SRIPOKU.COM, PALEMBANG — Seorang buruh harian lepas bernama Yuklian (51) terpaksa mendatangi Sentra Pelayanan Kepolisian Terpadu (SPKT) Polrestabes Palembang pada Kamis (9/7/2026) pagi.
Warga Rambutan, Kabupaten Banyuasin ini melaporkan kehilangan istri dan anaknya yang tak kunjung pulang usai berpamitan pergi ke salon.
Istri pelapor, Wulan (32), bersama anak mereka yang masih di bawah umur berinisial AK, dilaporkan hilang misterius sejak Sabtu (23/5/2026) sekitar pukul 15.00 WIB.
Saat itu, keduanya pamit dari rumah untuk memotong rambut di sebuah salon di kawasan Bagus Kuning, Kecamatan Plaju, Palembang.
"Saya sudah berusaha mencari ke mana-mana dan mencoba menghubungi mereka, tetapi sampai sekarang tidak ada kabar dan tidak ditemukan. Karena itulah saya meminta bantuan polisi agar istri dan anak saya bisa segera ditemukan," ungkap Yuklian dengan nada cemas di Mapolrestabes Palembang.
Yuklian menceritakan, awalnya ia tidak menaruh firasat buruk saat sang istri pamit. Selang beberapa waktu setelah keduanya pergi, anak pelapor yang lain berinisiatif datang ke salon tersebut untuk menjemput ibu dan adiknya.
Namun, sesampainya di lokasi, anak pelapor terkejut karena mendapati sang ibu dan adiknya sudah tidak ada di salon tersebut tanpa meninggalkan informasi ke mana mereka pergi.

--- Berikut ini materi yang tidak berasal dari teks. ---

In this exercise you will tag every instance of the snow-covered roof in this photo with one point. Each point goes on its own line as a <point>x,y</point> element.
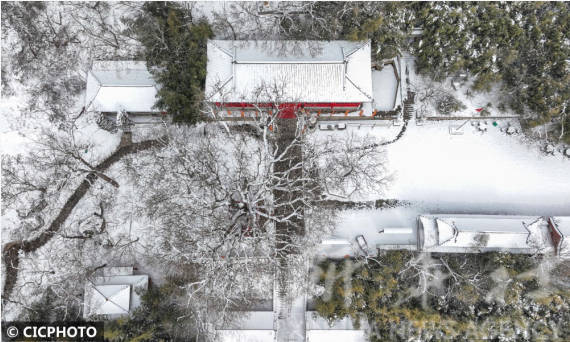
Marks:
<point>302,71</point>
<point>113,295</point>
<point>484,233</point>
<point>116,85</point>
<point>562,224</point>
<point>245,335</point>
<point>316,322</point>
<point>336,336</point>
<point>251,320</point>
<point>110,299</point>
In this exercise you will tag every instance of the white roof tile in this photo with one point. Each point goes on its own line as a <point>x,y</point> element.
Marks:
<point>116,85</point>
<point>303,71</point>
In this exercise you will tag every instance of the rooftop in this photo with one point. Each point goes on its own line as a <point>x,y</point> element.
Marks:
<point>292,71</point>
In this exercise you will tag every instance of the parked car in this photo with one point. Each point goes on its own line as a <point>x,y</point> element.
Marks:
<point>362,244</point>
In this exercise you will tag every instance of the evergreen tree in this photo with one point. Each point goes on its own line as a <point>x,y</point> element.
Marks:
<point>175,51</point>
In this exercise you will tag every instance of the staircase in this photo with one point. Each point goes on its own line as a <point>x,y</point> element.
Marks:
<point>409,106</point>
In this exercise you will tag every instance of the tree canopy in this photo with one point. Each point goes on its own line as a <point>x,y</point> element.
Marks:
<point>175,52</point>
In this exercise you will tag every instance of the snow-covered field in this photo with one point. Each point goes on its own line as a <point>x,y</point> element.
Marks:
<point>475,172</point>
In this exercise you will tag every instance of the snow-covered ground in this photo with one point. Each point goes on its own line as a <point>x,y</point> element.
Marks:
<point>471,99</point>
<point>474,172</point>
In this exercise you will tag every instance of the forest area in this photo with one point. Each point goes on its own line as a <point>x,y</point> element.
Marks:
<point>185,190</point>
<point>492,296</point>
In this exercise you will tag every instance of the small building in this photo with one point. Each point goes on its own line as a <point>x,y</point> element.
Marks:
<point>116,86</point>
<point>483,233</point>
<point>113,294</point>
<point>290,75</point>
<point>559,228</point>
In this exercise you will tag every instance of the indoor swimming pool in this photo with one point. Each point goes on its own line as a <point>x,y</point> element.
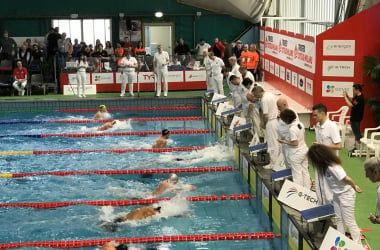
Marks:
<point>31,144</point>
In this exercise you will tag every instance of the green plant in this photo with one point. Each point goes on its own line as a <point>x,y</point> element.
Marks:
<point>371,66</point>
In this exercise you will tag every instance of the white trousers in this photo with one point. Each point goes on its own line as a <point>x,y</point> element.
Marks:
<point>344,207</point>
<point>216,83</point>
<point>20,86</point>
<point>271,136</point>
<point>297,160</point>
<point>162,77</point>
<point>127,76</point>
<point>81,79</point>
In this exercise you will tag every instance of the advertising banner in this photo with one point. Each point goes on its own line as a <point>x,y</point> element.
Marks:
<point>300,53</point>
<point>297,196</point>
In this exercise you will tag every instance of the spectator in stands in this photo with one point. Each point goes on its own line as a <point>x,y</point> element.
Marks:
<point>246,74</point>
<point>24,55</point>
<point>20,75</point>
<point>217,48</point>
<point>269,123</point>
<point>181,51</point>
<point>356,103</point>
<point>216,76</point>
<point>8,47</point>
<point>227,53</point>
<point>82,66</point>
<point>234,66</point>
<point>127,66</point>
<point>329,168</point>
<point>238,49</point>
<point>296,149</point>
<point>160,66</point>
<point>53,42</point>
<point>201,46</point>
<point>372,172</point>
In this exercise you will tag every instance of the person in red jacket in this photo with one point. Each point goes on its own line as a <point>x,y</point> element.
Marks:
<point>20,75</point>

Pihak keluarga telah berupaya melakukan pencarian mandiri selama lebih dari satu bulan, mulai dari mendatangi berbagai lokasi hingga mencoba menghubungi via telepon, tetapi tidak membuahkan hasil.

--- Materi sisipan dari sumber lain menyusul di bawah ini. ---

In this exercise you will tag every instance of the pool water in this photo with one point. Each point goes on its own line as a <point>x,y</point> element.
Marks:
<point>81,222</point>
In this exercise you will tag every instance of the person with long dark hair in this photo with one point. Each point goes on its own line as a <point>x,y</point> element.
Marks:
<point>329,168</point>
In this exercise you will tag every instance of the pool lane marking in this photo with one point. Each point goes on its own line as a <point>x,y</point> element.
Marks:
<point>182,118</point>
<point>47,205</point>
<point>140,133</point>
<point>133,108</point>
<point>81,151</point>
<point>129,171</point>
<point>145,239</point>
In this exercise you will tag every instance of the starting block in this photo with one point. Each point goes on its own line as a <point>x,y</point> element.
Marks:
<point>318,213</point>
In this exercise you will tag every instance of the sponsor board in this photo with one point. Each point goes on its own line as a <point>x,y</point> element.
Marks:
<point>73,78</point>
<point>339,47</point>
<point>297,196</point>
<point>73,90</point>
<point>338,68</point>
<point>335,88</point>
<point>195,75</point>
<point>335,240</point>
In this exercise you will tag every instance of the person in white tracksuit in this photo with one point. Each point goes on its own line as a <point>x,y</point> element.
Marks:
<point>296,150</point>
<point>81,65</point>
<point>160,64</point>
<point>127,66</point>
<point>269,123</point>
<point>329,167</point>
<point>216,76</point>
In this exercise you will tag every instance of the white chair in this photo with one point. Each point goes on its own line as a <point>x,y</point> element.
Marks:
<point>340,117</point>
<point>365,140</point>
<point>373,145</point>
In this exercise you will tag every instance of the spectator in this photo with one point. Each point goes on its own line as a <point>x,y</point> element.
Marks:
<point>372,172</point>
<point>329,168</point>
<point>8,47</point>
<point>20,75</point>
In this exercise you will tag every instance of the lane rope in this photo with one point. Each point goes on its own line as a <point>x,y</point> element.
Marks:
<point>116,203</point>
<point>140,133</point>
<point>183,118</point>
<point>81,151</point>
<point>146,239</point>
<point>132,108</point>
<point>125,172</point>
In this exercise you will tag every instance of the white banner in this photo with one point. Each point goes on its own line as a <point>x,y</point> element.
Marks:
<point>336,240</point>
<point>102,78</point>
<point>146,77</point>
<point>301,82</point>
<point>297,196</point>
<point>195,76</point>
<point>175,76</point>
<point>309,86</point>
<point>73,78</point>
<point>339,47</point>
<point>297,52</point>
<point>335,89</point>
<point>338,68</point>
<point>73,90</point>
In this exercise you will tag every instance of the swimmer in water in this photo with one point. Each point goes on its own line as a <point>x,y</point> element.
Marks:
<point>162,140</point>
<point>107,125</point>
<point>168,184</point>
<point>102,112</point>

Karena mengkhawatirkan keselamatan anak dan istrinya, Yuklian resmi membuat laporan orang hilang dengan nomor laporan: LP/GANGGUAN/B/43/VII/2026/SPKT/Polrestabes Palembang/Polda Sumatera Selatan.
Bagi masyarakat yang melihat atau mengetahui keberadaan Wulan dan anaknya, pihak keluarga memohon bantuan untuk segera menghubungi nomor telepon 083141284905 atau melapor ke kantor polisi terdekat.
Secara terpisah, Pamapta SPKT Polrestabes Palembang, Ipda Adityan Ammar Syahputra, mengonfirmasi bahwa pihaknya telah menerima laporan kehilangan tersebut. Polisi juga sudah menerbitkan Surat Tanda Terima Laporan (STTLP).
"Laporan sudah kami terima dan penanganannya diteruskan kepada piket Satreskrim Polrestabes Palembang untuk dilakukan proses penyelidikan serta pencarian lebih lanjut sesuai prosedur yang berlaku," jelas Ipda Adityan.